Prothrombin gene mutation G20210A

This mutation, described in 1996 by Poort, occurs in the untranslated region of the prothrombin gene (factor II). It is associated with prothrombin levels higher than those found in subjects without the mutation. However, there is extensive overlap in prothrombin levels found in the two populations (subjects with and without the mutation) and determination of prothrombin levels is insufficient to confirm diagnosis, which is therefore based on screening for prothrombin gene mutation G20210A, and this test also indicates whether the mutation is heterozygous or homozygous.

Combined prothrombin gene mutation G20210A and factor V Leiden mutation is not uncommon and is associated with increased risk of thromboembolic accident, and it is consequently important to carry out simultaneous screening for both mutations.


Homocystein is a sulphated amino acid. Raised homocystein levels have been shown to be associated with increased risk of venous and arterial thromboembolic accident.

Hyperhomocysteinaemia may be either acquired or congenital. A deficiency in vitamin B12 or in folate may be accompanied by a moderate increase in circulating concentrations.

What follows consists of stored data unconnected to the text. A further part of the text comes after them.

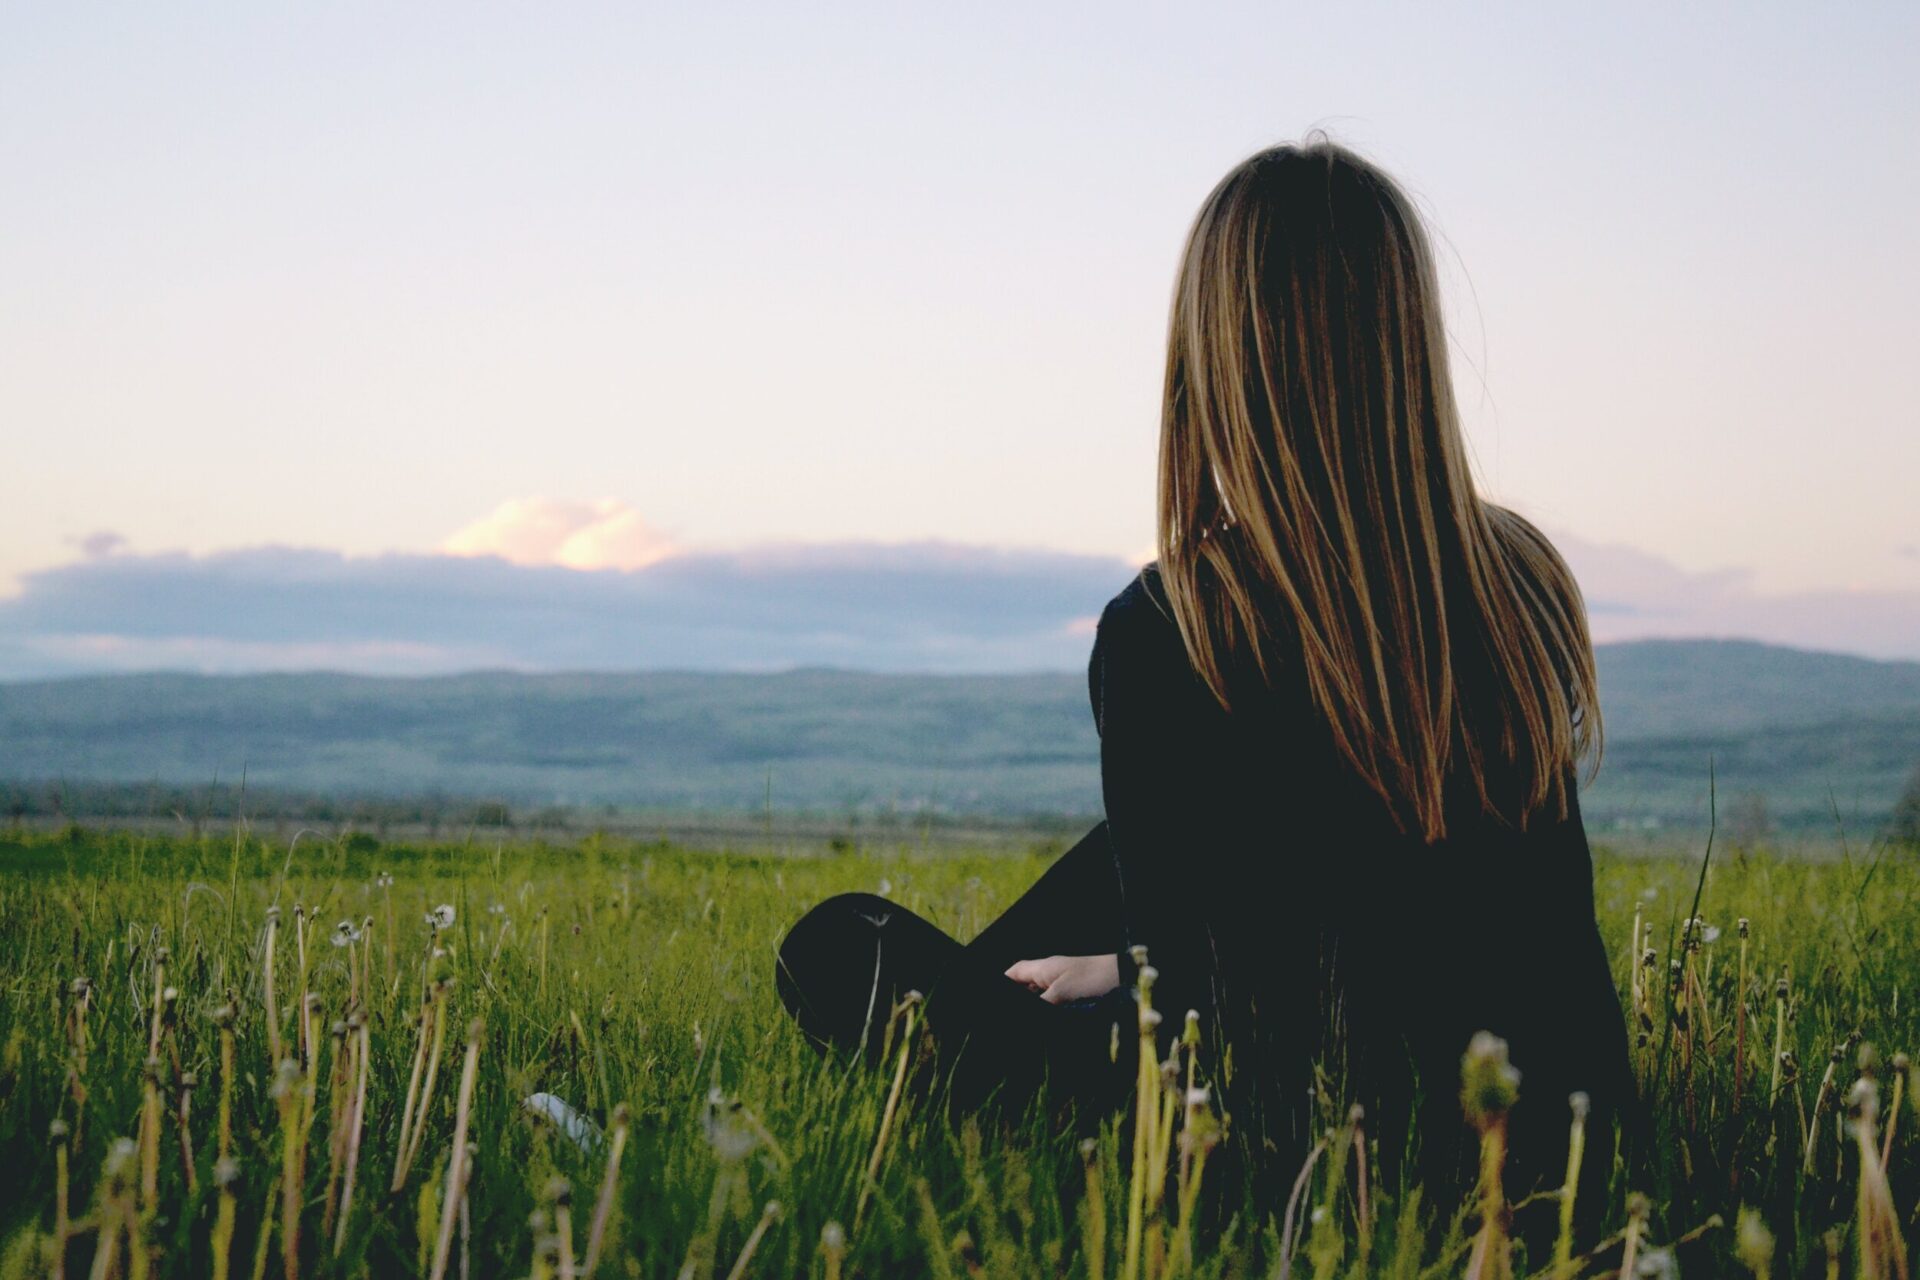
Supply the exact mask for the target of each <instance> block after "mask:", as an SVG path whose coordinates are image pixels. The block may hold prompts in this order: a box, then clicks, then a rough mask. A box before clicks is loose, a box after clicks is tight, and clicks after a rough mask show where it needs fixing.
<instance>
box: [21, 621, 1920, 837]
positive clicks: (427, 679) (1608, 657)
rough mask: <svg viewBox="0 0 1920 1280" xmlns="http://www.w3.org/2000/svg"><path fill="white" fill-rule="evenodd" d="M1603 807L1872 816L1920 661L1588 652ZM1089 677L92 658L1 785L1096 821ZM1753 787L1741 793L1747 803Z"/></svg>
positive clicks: (1615, 648)
mask: <svg viewBox="0 0 1920 1280" xmlns="http://www.w3.org/2000/svg"><path fill="white" fill-rule="evenodd" d="M1597 658H1599V676H1601V702H1603V714H1605V727H1607V752H1605V762H1603V770H1601V775H1599V781H1597V783H1596V785H1594V787H1592V789H1590V791H1588V793H1586V794H1584V798H1582V804H1584V808H1586V812H1588V819H1590V823H1596V825H1607V823H1622V821H1624V823H1640V821H1649V819H1659V821H1667V823H1672V821H1699V819H1705V804H1707V758H1709V754H1711V756H1713V758H1715V768H1716V777H1718V798H1720V806H1722V810H1720V812H1722V818H1726V816H1728V812H1730V808H1732V806H1738V804H1741V802H1745V806H1747V808H1745V814H1743V819H1745V821H1757V819H1759V812H1757V810H1755V806H1753V804H1751V796H1755V794H1759V796H1764V806H1766V818H1768V819H1770V821H1780V823H1786V825H1822V823H1830V818H1828V814H1830V808H1834V806H1837V810H1839V814H1841V816H1843V818H1845V819H1847V821H1849V825H1859V823H1872V821H1878V819H1882V818H1884V816H1885V814H1887V812H1889V810H1891V806H1893V800H1895V796H1897V794H1899V791H1901V785H1903V781H1905V779H1907V775H1908V773H1910V771H1912V770H1914V768H1916V764H1920V662H1876V660H1868V658H1853V656H1843V654H1830V652H1809V651H1797V649H1784V647H1774V645H1761V643H1753V641H1634V643H1619V645H1601V647H1599V651H1597ZM1096 750H1098V747H1096V739H1094V731H1092V720H1091V714H1089V710H1087V683H1085V677H1083V676H1081V674H1077V672H1058V674H1056V672H1048V674H1035V676H876V674H862V672H837V670H797V672H787V674H707V672H636V674H540V676H530V674H511V672H474V674H465V676H445V677H367V676H340V674H292V676H284V674H276V676H184V674H150V676H100V677H71V679H50V681H25V683H0V779H8V781H25V779H69V781H129V783H136V781H163V783H186V785H192V783H205V781H211V779H215V777H219V779H223V781H234V779H238V777H240V773H242V770H246V775H248V779H250V783H253V785H261V787H280V789H298V791H319V793H361V794H413V793H442V794H463V796H497V798H505V800H511V802H515V804H578V806H603V804H616V806H622V808H637V806H664V808H703V810H758V808H762V806H764V804H768V800H772V804H774V806H776V808H783V810H814V812H877V810H893V812H920V810H935V812H954V814H993V816H1023V814H1091V812H1096V808H1098V766H1096ZM1743 798H1745V800H1743Z"/></svg>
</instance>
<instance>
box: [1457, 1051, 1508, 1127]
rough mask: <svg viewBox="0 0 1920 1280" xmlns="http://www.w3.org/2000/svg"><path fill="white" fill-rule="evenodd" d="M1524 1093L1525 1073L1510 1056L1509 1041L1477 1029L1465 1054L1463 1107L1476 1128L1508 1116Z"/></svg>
mask: <svg viewBox="0 0 1920 1280" xmlns="http://www.w3.org/2000/svg"><path fill="white" fill-rule="evenodd" d="M1519 1096H1521V1073H1519V1069H1515V1065H1513V1063H1511V1061H1509V1059H1507V1042H1505V1040H1501V1038H1500V1036H1496V1034H1494V1032H1490V1031H1476V1032H1475V1034H1473V1040H1469V1042H1467V1054H1465V1055H1463V1057H1461V1088H1459V1100H1461V1107H1463V1109H1465V1111H1467V1119H1469V1121H1471V1123H1473V1125H1475V1128H1482V1130H1484V1128H1486V1126H1488V1125H1492V1123H1494V1121H1498V1119H1501V1117H1505V1113H1507V1111H1511V1109H1513V1103H1515V1102H1517V1100H1519Z"/></svg>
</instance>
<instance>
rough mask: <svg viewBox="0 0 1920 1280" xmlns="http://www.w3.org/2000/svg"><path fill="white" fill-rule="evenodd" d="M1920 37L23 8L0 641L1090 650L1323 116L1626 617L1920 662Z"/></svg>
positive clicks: (1769, 10) (1542, 10) (480, 647)
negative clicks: (1225, 176)
mask: <svg viewBox="0 0 1920 1280" xmlns="http://www.w3.org/2000/svg"><path fill="white" fill-rule="evenodd" d="M1914 65H1920V10H1914V8H1912V6H1905V4H1853V6H1830V8H1820V10H1818V12H1809V10H1807V8H1805V6H1766V4H1740V6H1688V8H1684V10H1680V8H1674V6H1634V4H1622V6H1538V4H1526V6H1496V4H1486V6H1369V4H1340V6H1313V8H1311V10H1308V8H1304V6H1279V4H1260V6H1215V4H1194V6H1152V4H1100V6H1092V4H1056V6H1031V4H1025V6H1021V4H968V6H852V4H831V6H772V4H764V6H735V4H703V6H678V8H672V10H670V8H657V6H618V8H614V6H609V8H595V6H492V4H463V6H451V4H449V6H434V4H420V6H355V4H338V6H307V8H305V10H301V12H294V10H290V8H288V6H280V8H261V6H194V8H192V10H188V8H184V6H6V8H0V165H4V171H6V175H8V180H6V182H4V184H0V466H4V476H6V484H4V497H6V501H0V677H21V676H44V674H67V672H77V670H136V668H146V666H184V668H202V670H253V668H298V666H346V668H351V670H397V672H415V670H459V668H463V666H470V664H503V666H532V668H545V666H568V664H589V666H632V664H701V662H707V664H732V666H780V664H787V662H829V664H845V666H862V664H870V666H887V668H916V666H918V668H929V670H1000V668H1023V666H1071V664H1075V662H1079V660H1083V658H1085V645H1087V629H1089V626H1091V618H1092V616H1096V614H1098V608H1100V604H1102V603H1104V599H1106V597H1108V595H1112V593H1114V591H1117V589H1119V585H1123V583H1125V578H1127V576H1129V574H1131V572H1133V566H1137V564H1139V562H1140V560H1142V558H1144V557H1146V555H1148V553H1150V545H1152V489H1154V457H1156V436H1158V403H1160V372H1162V361H1164V344H1165V311H1167V296H1169V286H1171V280H1173V263H1175V257H1177V251H1179V246H1181V238H1183V236H1185V230H1187V226H1188V223H1190V219H1192V215H1194V211H1196V207H1198V203H1200V200H1202V196H1204V194H1206V192H1208V188H1210V186H1212V184H1213V182H1215V180H1217V178H1219V177H1221V175H1223V173H1225V171H1227V169H1229V167H1233V165H1235V163H1236V161H1238V159H1242V157H1244V155H1246V154H1250V152H1254V150H1258V148H1261V146H1267V144H1273V142H1283V140H1298V138H1300V136H1302V134H1304V132H1306V130H1308V129H1311V127H1321V129H1325V130H1327V132H1329V134H1332V136H1334V138H1336V140H1340V142H1344V144H1348V146H1354V148H1356V150H1359V152H1363V154H1365V155H1369V157H1371V159H1375V161H1377V163H1380V165H1382V167H1384V169H1386V171H1388V173H1392V175H1394V177H1398V178H1400V180H1402V182H1404V184H1405V186H1407V188H1409V192H1413V196H1415V200H1417V203H1419V205H1421V209H1423V211H1425V213H1427V217H1428V219H1430V225H1432V228H1434V232H1436V244H1438V251H1440V261H1442V288H1444V294H1446V297H1444V305H1446V311H1448V319H1450V326H1452V357H1453V380H1455V391H1457V397H1459V403H1461V407H1463V413H1465V428H1467V436H1469V445H1471V451H1473V457H1475V466H1476V478H1478V482H1480V487H1482V493H1486V495H1488V497H1492V499H1496V501H1503V503H1507V505H1511V507H1515V509H1519V510H1523V512H1524V514H1528V516H1532V518H1534V520H1536V522H1540V524H1542V526H1544V528H1546V530H1548V532H1549V533H1551V535H1553V537H1555V539H1557V541H1559V545H1561V549H1563V551H1565V553H1567V555H1569V560H1571V562H1572V566H1574V570H1576V574H1578V576H1580V580H1582V587H1584V589H1586V593H1588V603H1590V608H1592V618H1594V629H1596V635H1597V637H1599V639H1630V637H1638V635H1751V637H1757V639H1768V641H1776V643H1793V645H1801V647H1816V649H1836V651H1847V652H1862V654H1868V656H1884V658H1893V656H1901V658H1920V505H1916V501H1914V484H1916V476H1920V430H1916V428H1920V422H1916V416H1920V415H1916V409H1914V407H1916V405H1920V363H1916V361H1914V359H1912V351H1914V342H1916V338H1920V332H1916V328H1920V324H1916V319H1914V317H1916V313H1914V305H1912V299H1914V297H1920V240H1916V236H1912V221H1914V207H1916V200H1920V94H1914V92H1912V88H1910V71H1912V67H1914ZM962 581H964V583H970V585H966V587H960V585H956V583H962ZM943 583H945V585H943ZM739 591H745V593H749V595H758V599H760V603H764V604H768V608H760V610H753V618H751V620H743V618H741V616H737V614H739V604H741V603H739V599H735V597H733V595H730V593H739ZM822 591H826V593H828V595H822ZM929 591H931V593H933V595H935V597H937V601H939V603H941V606H933V604H931V603H929V595H927V593H929ZM833 593H839V595H833ZM1035 593H1039V595H1035ZM182 601H192V603H194V608H186V606H184V604H182ZM559 601H566V603H568V604H564V608H572V610H576V612H572V614H564V616H566V618H570V620H572V626H574V628H576V637H574V641H568V643H559V641H557V639H555V637H553V635H547V633H543V631H541V628H540V626H538V624H540V620H541V618H543V616H553V614H551V610H553V608H557V603H559ZM776 601H791V608H789V610H787V612H778V610H772V608H770V606H772V603H776ZM1037 601H1046V604H1044V606H1041V604H1039V603H1037ZM835 603H837V604H841V606H843V608H841V614H839V616H841V620H843V626H837V628H831V626H824V622H822V620H824V618H831V616H833V608H829V606H831V604H835ZM956 603H966V604H968V606H972V608H977V610H985V614H983V616H977V618H972V616H966V614H964V612H962V610H960V608H958V604H956ZM816 614H818V618H816ZM455 618H459V620H461V622H459V626H453V622H451V620H455ZM344 620H355V622H353V626H348V624H346V622H344ZM862 628H864V629H862Z"/></svg>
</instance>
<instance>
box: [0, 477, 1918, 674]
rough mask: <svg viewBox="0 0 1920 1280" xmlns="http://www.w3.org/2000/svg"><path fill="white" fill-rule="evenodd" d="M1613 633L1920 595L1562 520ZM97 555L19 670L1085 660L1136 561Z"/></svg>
mask: <svg viewBox="0 0 1920 1280" xmlns="http://www.w3.org/2000/svg"><path fill="white" fill-rule="evenodd" d="M1555 541H1557V543H1559V547H1561V551H1563V553H1565V555H1567V558H1569V562H1571V564H1572V568H1574V574H1576V576H1578V580H1580V583H1582V591H1584V595H1586V601H1588V614H1590V618H1592V626H1594V637H1596V639H1597V641H1619V639H1638V637H1653V635H1668V637H1747V639H1761V641H1772V643H1782V645H1795V647H1801V649H1828V651H1839V652H1855V654H1864V656H1874V658H1920V591H1907V593H1899V591H1880V593H1864V591H1859V593H1857V591H1809V593H1795V595H1761V593H1755V591H1753V589H1751V587H1749V583H1747V578H1745V574H1741V572H1711V574H1697V572H1688V570H1680V568H1676V566H1672V564H1668V562H1665V560H1661V558H1657V557H1651V555H1647V553H1644V551H1636V549H1630V547H1607V545H1594V543H1584V541H1580V539H1574V537H1569V535H1565V533H1561V535H1557V537H1555ZM88 551H90V553H92V555H90V558H84V560H81V562H75V564H65V566H58V568H48V570H40V572H35V574H29V576H27V578H25V580H23V589H21V591H19V595H15V597H13V599H6V601H0V679H25V677H44V676H67V674H86V672H132V670H198V672H271V670H319V668H328V670H348V672H365V674H401V676H407V674H442V672H461V670H474V668H516V670H645V668H697V670H781V668H791V666H837V668H854V670H876V672H1025V670H1075V668H1081V666H1083V664H1085V662H1087V649H1089V643H1091V629H1092V618H1096V616H1098V612H1100V608H1102V604H1104V603H1106V601H1108V599H1110V597H1112V595H1114V593H1116V591H1119V589H1121V587H1123V585H1125V583H1127V581H1129V580H1131V578H1133V574H1135V564H1129V562H1127V560H1123V558H1117V557H1112V558H1110V557H1085V555H1066V553H1048V551H996V549H983V547H960V545H950V543H908V545H881V543H843V545H772V547H760V549H751V551H739V553H714V551H676V549H672V547H670V545H668V543H666V541H664V539H662V537H659V535H657V533H653V532H651V530H647V528H645V524H643V522H641V520H639V518H637V516H636V514H634V512H632V510H630V509H626V507H622V505H618V503H593V505H584V503H576V505H570V503H547V501H541V499H532V501H522V503H509V505H505V507H501V509H499V510H495V512H493V514H492V516H488V518H486V520H482V522H478V524H474V526H468V528H467V530H461V532H459V533H457V535H453V537H451V539H447V543H445V547H444V549H442V551H440V553H426V555H380V557H348V555H342V553H336V551H321V549H301V547H252V549H240V551H223V553H215V555H204V557H196V555H180V553H163V555H136V553H129V551H125V543H123V541H119V539H115V537H109V535H96V537H94V539H90V547H88Z"/></svg>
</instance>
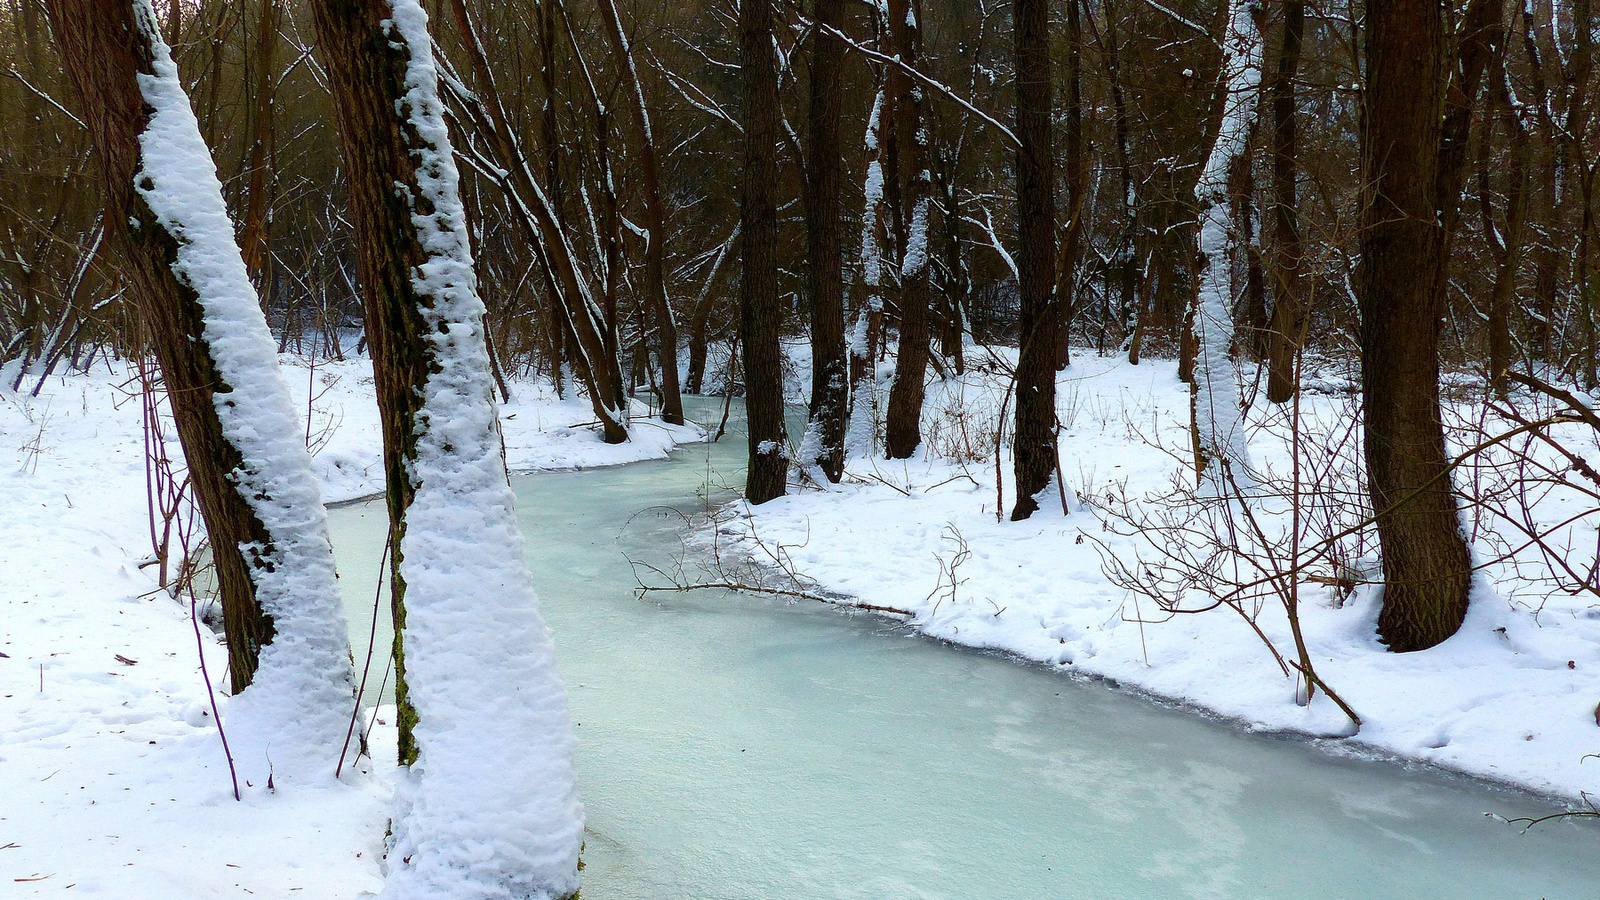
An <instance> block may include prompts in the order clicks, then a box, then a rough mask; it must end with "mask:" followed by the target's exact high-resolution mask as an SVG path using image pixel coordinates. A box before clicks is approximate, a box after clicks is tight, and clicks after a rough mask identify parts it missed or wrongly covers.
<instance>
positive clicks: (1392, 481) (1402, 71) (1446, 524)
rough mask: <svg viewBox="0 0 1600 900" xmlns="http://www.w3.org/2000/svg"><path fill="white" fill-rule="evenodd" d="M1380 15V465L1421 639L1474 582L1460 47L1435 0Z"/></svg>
mask: <svg viewBox="0 0 1600 900" xmlns="http://www.w3.org/2000/svg"><path fill="white" fill-rule="evenodd" d="M1366 29H1368V30H1366V90H1365V109H1363V115H1362V171H1363V186H1365V189H1363V197H1362V223H1360V224H1362V234H1360V248H1362V263H1360V269H1358V274H1357V291H1358V299H1360V311H1362V327H1360V343H1362V373H1363V380H1362V392H1363V400H1365V405H1366V415H1365V423H1366V424H1365V428H1366V442H1365V444H1366V469H1368V488H1370V492H1371V501H1373V509H1374V511H1376V512H1378V514H1379V517H1378V540H1379V544H1381V551H1382V572H1384V599H1382V610H1381V612H1379V617H1378V633H1379V636H1381V637H1382V641H1384V642H1386V644H1387V645H1389V649H1390V650H1394V652H1408V650H1424V649H1427V647H1434V645H1435V644H1440V642H1442V641H1445V639H1446V637H1450V636H1451V634H1454V633H1456V629H1459V628H1461V621H1462V620H1464V618H1466V613H1467V589H1469V586H1470V562H1469V554H1467V543H1466V540H1464V536H1462V533H1461V522H1459V519H1458V514H1456V501H1454V496H1453V493H1451V487H1450V474H1448V468H1446V466H1448V461H1446V455H1445V432H1443V424H1442V421H1440V407H1438V335H1440V322H1442V315H1443V312H1445V291H1443V285H1445V279H1443V275H1445V266H1446V224H1445V223H1446V221H1448V218H1450V216H1448V215H1443V213H1445V211H1446V207H1445V205H1442V203H1443V202H1445V200H1446V197H1442V195H1440V189H1442V187H1443V186H1446V184H1448V183H1450V175H1448V167H1450V160H1448V151H1453V147H1448V146H1446V144H1445V125H1443V122H1442V120H1443V117H1445V112H1446V77H1448V69H1446V61H1448V54H1446V50H1445V24H1443V14H1442V10H1440V6H1438V3H1435V2H1432V0H1368V3H1366ZM1456 90H1461V85H1458V86H1456ZM1466 96H1469V98H1470V96H1472V94H1466ZM1454 205H1456V203H1454V200H1450V203H1448V207H1450V208H1453V207H1454ZM1442 219H1443V221H1442Z"/></svg>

Two enzymes are involved in homocystein metabolism: methylene tetrahydrofolate reductase (MTHFR) and cystathionine beta-synthase (CBS). A mutation affecting either of these enzymes can cause congenital hyperhomocysteinaemia.

A mutation, mutation C677T, results in a thermolabile variant of MTHFR associated with moderately raised levels of homocystein (< 100 µmol/L, generally < 50 µmol/L). Screening for this mutation is straightforward using molecular biology methods; however, because of the marked prevalence of this mutation in the general population (approximately 30% in the heterozygous state), the value of this screening procedure is considered by some to be limited.

Mutations in CBS, though rare, can result in extremely high levels of homocystein associated with instances of venous thrombosis, as well as arterial thrombosis, such as myocardial infarction in young subjects (as early as 20 years in some cases). Many mutations may be responsible, and screening for these abnormalities must be carried out at specialised laboratories.

Increased levels of factor VIII

There is some debate concerning the value of first-line testing of factor VIII levels.
High factor VIII levels may be acquired or congenital.
Diagnosis is based upon determination of the clotting activity of factor VIII.


Some types of dysfibrinogenaemia have been associated with increased thrombotic risk.
Diagnosis is based upon measurement of functional fibrinogen activity and of fibrinogen antigen levels. Dysfibrinogenaemia is characterised by dissociation between levels of functional fibrinogen and levels of fibrinogen antigen.

In thrombophilia testing, it is no longer necessary to include assay of factor VIII and dysfibrinogenaemia or hyperhomocysteinaemia screening (recommendations of the GEHT [Groupe d'Etude sur l'Hémostase et la Thrombosis - French Haemostasis and Thrombosis Study Group] - France - 2009).